Cuba Will Reduce Health Workers Abroad to Avoid Desertions / Juan Juan Almeida

Cuban medical personnel preparing to leave to work in foreign countries, a huge source of revenue to the Cuban government.

Juan Juan Almeida, 5 January 2018 — The Cuban government plans to implement as soon as possible a group of measures aimed at reducing the number of health workers who work as non-physicians and desert from missions abroad.

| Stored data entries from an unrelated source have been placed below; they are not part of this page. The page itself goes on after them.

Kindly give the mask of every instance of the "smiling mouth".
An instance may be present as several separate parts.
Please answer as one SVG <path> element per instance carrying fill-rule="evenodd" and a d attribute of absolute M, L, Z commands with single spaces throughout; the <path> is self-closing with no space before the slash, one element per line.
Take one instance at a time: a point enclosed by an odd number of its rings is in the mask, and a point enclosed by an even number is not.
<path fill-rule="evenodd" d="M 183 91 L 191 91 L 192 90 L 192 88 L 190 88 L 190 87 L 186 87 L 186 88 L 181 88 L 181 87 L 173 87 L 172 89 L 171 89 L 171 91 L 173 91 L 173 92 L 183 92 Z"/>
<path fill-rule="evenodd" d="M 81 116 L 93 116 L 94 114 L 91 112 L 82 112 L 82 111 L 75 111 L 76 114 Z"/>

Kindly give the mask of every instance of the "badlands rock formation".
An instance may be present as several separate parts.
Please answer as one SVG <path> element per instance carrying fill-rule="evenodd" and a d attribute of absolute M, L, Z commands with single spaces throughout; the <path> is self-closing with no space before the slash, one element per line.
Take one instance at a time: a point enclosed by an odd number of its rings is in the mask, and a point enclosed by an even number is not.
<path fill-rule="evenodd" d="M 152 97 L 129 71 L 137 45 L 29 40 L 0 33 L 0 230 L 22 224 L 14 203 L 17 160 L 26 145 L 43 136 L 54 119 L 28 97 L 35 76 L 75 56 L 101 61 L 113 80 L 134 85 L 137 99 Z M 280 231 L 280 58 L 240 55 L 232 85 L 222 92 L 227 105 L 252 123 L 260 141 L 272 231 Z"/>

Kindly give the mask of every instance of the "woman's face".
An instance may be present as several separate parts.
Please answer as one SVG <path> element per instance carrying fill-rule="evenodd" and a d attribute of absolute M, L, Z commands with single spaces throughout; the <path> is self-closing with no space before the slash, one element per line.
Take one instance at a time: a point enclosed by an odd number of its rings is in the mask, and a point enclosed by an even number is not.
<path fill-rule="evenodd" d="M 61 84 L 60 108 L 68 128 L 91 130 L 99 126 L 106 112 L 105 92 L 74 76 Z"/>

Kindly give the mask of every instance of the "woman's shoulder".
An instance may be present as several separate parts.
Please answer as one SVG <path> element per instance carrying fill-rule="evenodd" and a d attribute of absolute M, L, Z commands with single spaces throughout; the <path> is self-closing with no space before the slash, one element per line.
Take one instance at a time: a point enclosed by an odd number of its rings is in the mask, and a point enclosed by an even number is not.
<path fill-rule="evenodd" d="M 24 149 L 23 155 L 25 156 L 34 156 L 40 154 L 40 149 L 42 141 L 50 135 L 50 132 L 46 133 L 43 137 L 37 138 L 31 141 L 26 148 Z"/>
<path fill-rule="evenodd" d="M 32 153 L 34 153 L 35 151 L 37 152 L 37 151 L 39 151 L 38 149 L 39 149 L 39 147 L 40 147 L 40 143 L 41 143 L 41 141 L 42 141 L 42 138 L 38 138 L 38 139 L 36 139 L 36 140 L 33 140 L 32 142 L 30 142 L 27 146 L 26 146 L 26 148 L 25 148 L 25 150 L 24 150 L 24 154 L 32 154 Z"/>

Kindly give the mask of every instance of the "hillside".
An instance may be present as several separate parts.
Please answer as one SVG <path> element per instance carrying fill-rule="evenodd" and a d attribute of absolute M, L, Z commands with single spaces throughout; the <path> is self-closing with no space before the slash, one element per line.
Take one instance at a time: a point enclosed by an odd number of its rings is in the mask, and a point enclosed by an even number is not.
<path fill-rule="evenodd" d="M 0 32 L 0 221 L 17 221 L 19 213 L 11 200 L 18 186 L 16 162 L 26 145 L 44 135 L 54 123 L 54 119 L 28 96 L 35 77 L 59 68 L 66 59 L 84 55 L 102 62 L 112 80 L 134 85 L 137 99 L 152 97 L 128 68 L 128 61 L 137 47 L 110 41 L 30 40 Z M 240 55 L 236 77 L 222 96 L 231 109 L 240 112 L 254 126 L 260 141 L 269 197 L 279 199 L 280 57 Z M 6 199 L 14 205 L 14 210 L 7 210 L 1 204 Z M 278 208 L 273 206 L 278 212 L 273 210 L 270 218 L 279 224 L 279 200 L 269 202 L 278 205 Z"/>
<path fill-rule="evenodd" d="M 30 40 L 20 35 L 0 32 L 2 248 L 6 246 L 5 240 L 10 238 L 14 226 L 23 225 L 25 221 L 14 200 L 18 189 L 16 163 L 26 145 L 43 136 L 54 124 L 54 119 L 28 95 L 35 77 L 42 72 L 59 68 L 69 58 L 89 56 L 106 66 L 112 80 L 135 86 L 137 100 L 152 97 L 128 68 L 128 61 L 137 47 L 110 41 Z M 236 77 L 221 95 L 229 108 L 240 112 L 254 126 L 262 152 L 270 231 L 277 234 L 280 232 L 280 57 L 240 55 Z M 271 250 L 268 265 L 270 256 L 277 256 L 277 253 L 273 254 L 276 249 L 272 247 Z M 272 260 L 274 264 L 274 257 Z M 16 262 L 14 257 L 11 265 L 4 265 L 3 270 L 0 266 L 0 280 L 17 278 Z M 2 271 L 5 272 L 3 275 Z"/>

According to information obtained by Martí Noticias, the authorities of the Ministry of Public Health (MINSAP) issued a resolution that must be consulted and approved by all provincial and municipal directors and deputy heads of Public Health, Medical Assistance and Collaboration Departments.

The circular makes it very clear that the highest incidence of deserters from Cuban medical aid postings abroad are those who are not working in posts directly related to healthcare delivery,” said a source linked to MINSAP from Havana.

The document confirms the country’s top management level of concern regarding the increase in the desertions of the workers (who are not doctors) from the missions, or who, during the missions, focus on arranging individual contracts with the intention of earning money, and providing services that are not even related to healthcare.

The two-page circular was leaked from emails sent to the heads of the provincial health directorates, and could soon become an addendum to Resolution No. 279/2014, which regulates the “Procedure for the development of the availability of human resources that provide medical and health services abroad.”

The measure reflects the need of the Cuban government to increase control over those collaborators (not physicians) who have already completed work abroad, in order to prevent them from repeating missions.

The reactions have not been long in coming from within Cuba.

“So from now on, before preparing each file for the personnel who will travel abroad to support the collaboration from non-medical specialties, we will be required to have a more rigorous control. The idea is to reduce the number of these types of workers, to prevent those who have already done so from traveling abroad again, and thus to cut off the relations they were able to establish during their earlier stay abroad,” said a source consulted by Martí Noticias.

During 2016, the Cuban economy received income from the ‘leasing’ of professional services abroad, mainly health, that totaled over $11.5 billion in US dollars, a figure that far exceeded the estimated income from tourism, which contributed $2.8 billion to the national economy.

“The medical mission is one of the fundamental programs of Cuban public health, it is part of our principles of solidarity, it greatly helps to sustain the country’s economy, it offers a bonus that benefits the volunteer and, above all, it is the basis for the training of better professionals,” added the interviewee. “But every defection or flight, represents a concern for the Cuban authorities because white-coat diplomacy is also an effective tool for political influence.”

Among the restricted data that have escaped into the public domain is the peculiarity that, before the document becomes a resolution, several collaborators of non-medical specialties have shown their dissatisfaction by raising complaints through letters addressed to José Ramón Machado Ventura, second secretary of the Communist Party and vice president of the Council of State and Ministers that serves the Health sector.

More than 50,000 Cuban collaborators currently serve in 67 countries, about 25,000 of whom are doctors.